… updated on Thursday, September 30, 2021 16:19 UTC
Reusing Underlay Network for Infrastructure Services
Boris Lazarov sent me an excellent question:
Does it make sense and are there any inherent problems from design perspective to use the underlay not only for transport of overlay packets, but also for some services. For example: VMWare cluster, vMotion, VXLAN traffic, and some basic infrastructure services that are prerequisite for the rest (DNS).
Before answering it, let’s define some terminology which will inevitably lead us to the it’s tunnels all the way down endstate.
One of the most common ways of implementing a complex service on top of a simple transport network is to use tunnels. We could endlessly argue whether MPLS labels or virtual circuits are tunnels (or whether seven or nine angels can dance on the head of a pin), but let’s not go there.
In every network using tunnels (or some such technology) you have the transport part of the network – called underlay – that the edge nodes use to send tunnel-encapsulated user traffic to other edge nodes to implement customer (or services) network called overlay.
Let’s take VMware NSX-T as an example. The vSphere hypervisors use the IP connectivity provided by the physical data center fabric to exchange Geneve-encapsulated user traffic. Virtual networks are clearly the overlay, physical data center fabric is the underlay.
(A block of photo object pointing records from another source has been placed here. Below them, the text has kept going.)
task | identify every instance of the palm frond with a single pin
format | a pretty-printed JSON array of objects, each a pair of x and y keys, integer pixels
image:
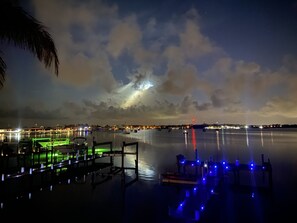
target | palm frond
[{"x": 21, "y": 29}]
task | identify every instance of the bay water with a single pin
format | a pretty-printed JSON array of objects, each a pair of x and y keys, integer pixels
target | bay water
[{"x": 91, "y": 198}]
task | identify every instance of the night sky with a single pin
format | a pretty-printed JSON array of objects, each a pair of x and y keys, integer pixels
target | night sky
[{"x": 157, "y": 62}]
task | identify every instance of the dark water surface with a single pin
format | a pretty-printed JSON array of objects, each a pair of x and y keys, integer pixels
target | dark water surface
[{"x": 88, "y": 198}]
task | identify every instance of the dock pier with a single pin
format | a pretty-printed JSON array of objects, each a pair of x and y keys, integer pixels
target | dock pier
[{"x": 20, "y": 174}]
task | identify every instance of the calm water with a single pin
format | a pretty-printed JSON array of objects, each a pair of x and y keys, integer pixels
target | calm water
[{"x": 87, "y": 199}]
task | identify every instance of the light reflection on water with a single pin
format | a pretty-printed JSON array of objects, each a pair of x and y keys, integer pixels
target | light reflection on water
[{"x": 157, "y": 154}]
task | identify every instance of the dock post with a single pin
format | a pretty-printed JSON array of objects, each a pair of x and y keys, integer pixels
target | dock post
[{"x": 136, "y": 162}]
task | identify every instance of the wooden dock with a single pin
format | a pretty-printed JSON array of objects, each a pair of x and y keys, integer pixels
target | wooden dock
[
  {"x": 199, "y": 181},
  {"x": 17, "y": 180}
]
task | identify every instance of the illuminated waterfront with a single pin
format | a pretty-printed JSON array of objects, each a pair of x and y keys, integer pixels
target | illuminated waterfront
[{"x": 148, "y": 201}]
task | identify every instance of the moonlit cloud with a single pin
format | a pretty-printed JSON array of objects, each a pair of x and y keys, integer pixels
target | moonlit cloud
[{"x": 133, "y": 66}]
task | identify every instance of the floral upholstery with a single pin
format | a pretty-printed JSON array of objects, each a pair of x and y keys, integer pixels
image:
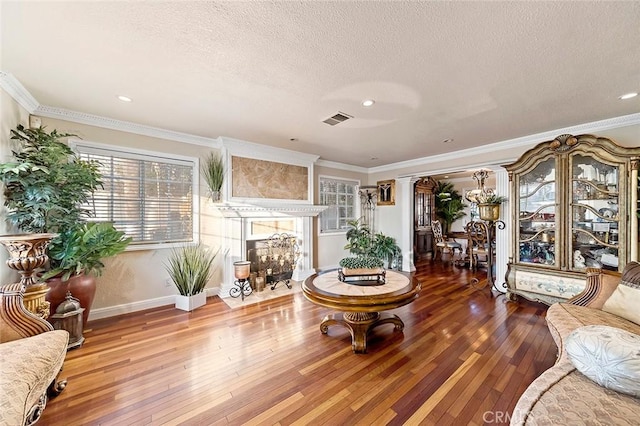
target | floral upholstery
[
  {"x": 563, "y": 318},
  {"x": 607, "y": 355},
  {"x": 27, "y": 367},
  {"x": 564, "y": 396}
]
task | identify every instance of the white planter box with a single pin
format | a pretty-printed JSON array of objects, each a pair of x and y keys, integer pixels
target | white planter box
[{"x": 189, "y": 303}]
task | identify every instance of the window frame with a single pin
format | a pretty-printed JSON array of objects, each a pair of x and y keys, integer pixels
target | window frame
[
  {"x": 87, "y": 147},
  {"x": 356, "y": 203}
]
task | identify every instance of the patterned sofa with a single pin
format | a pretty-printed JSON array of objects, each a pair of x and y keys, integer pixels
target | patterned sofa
[
  {"x": 31, "y": 356},
  {"x": 563, "y": 395}
]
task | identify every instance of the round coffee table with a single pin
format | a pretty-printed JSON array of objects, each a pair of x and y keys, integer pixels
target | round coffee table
[{"x": 360, "y": 305}]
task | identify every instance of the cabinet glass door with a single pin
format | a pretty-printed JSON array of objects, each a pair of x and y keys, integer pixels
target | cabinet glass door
[
  {"x": 537, "y": 215},
  {"x": 594, "y": 211}
]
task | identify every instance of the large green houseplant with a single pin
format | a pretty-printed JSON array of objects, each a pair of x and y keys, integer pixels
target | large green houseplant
[
  {"x": 190, "y": 269},
  {"x": 46, "y": 189},
  {"x": 449, "y": 204},
  {"x": 213, "y": 171},
  {"x": 369, "y": 250}
]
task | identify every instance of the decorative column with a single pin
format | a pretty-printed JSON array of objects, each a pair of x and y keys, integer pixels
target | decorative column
[
  {"x": 502, "y": 235},
  {"x": 368, "y": 197},
  {"x": 404, "y": 199}
]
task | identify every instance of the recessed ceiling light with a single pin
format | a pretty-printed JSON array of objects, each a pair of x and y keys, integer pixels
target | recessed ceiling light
[{"x": 628, "y": 95}]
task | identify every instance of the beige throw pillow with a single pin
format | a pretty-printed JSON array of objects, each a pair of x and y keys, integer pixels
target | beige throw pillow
[
  {"x": 625, "y": 300},
  {"x": 607, "y": 355}
]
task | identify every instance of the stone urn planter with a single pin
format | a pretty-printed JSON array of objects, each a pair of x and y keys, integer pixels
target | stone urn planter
[{"x": 81, "y": 286}]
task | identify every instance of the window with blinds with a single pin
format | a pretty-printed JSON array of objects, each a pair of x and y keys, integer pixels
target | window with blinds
[
  {"x": 340, "y": 196},
  {"x": 147, "y": 196}
]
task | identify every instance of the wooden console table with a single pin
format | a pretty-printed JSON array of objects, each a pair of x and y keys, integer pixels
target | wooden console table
[{"x": 361, "y": 306}]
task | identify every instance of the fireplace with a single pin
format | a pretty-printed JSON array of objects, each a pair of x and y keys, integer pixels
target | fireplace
[
  {"x": 248, "y": 228},
  {"x": 273, "y": 259}
]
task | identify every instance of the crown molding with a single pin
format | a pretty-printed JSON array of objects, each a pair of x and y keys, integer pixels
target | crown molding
[
  {"x": 254, "y": 150},
  {"x": 524, "y": 142},
  {"x": 123, "y": 126},
  {"x": 17, "y": 91},
  {"x": 342, "y": 166},
  {"x": 269, "y": 210}
]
Unfortunately, VMware never mastered the art of using simple transport networks, they love to push the complexity onto others (and then blame them for being overly complex). In the NSX-V and NSX-T case, a redundantly connected vSphere server requires a single IP subnet spanning all ToR switches it’s connected to (usually a pair of switches)1. It also sends traffic belonging to multiple security domains – administration, storage, vMotion, customer – and VMware recommended designs rightfully suggest implement four different forwarding domains in the physical network.
What’s the easiest way to implement multiple forwarding domains in a modern data center fabric? Ask any vendor and they’ll immediately reply EVPN with VXLAN (not a bad answer, I might skip the EVPN part but that’s just me). The underlay network used by VMware NSX servers all of a sudden becomes an overlay fabric network that has to be implemented with another underlay network – simple IP connectivity within the data center fabric. Does that mean you’ll be running Geneve over VXLAN?2 Of course. Welcome to the modern world of infinite abstractions where bandwidth and CPU cycles seem to be free… or at least someone else is paying for them (hint: that would be you).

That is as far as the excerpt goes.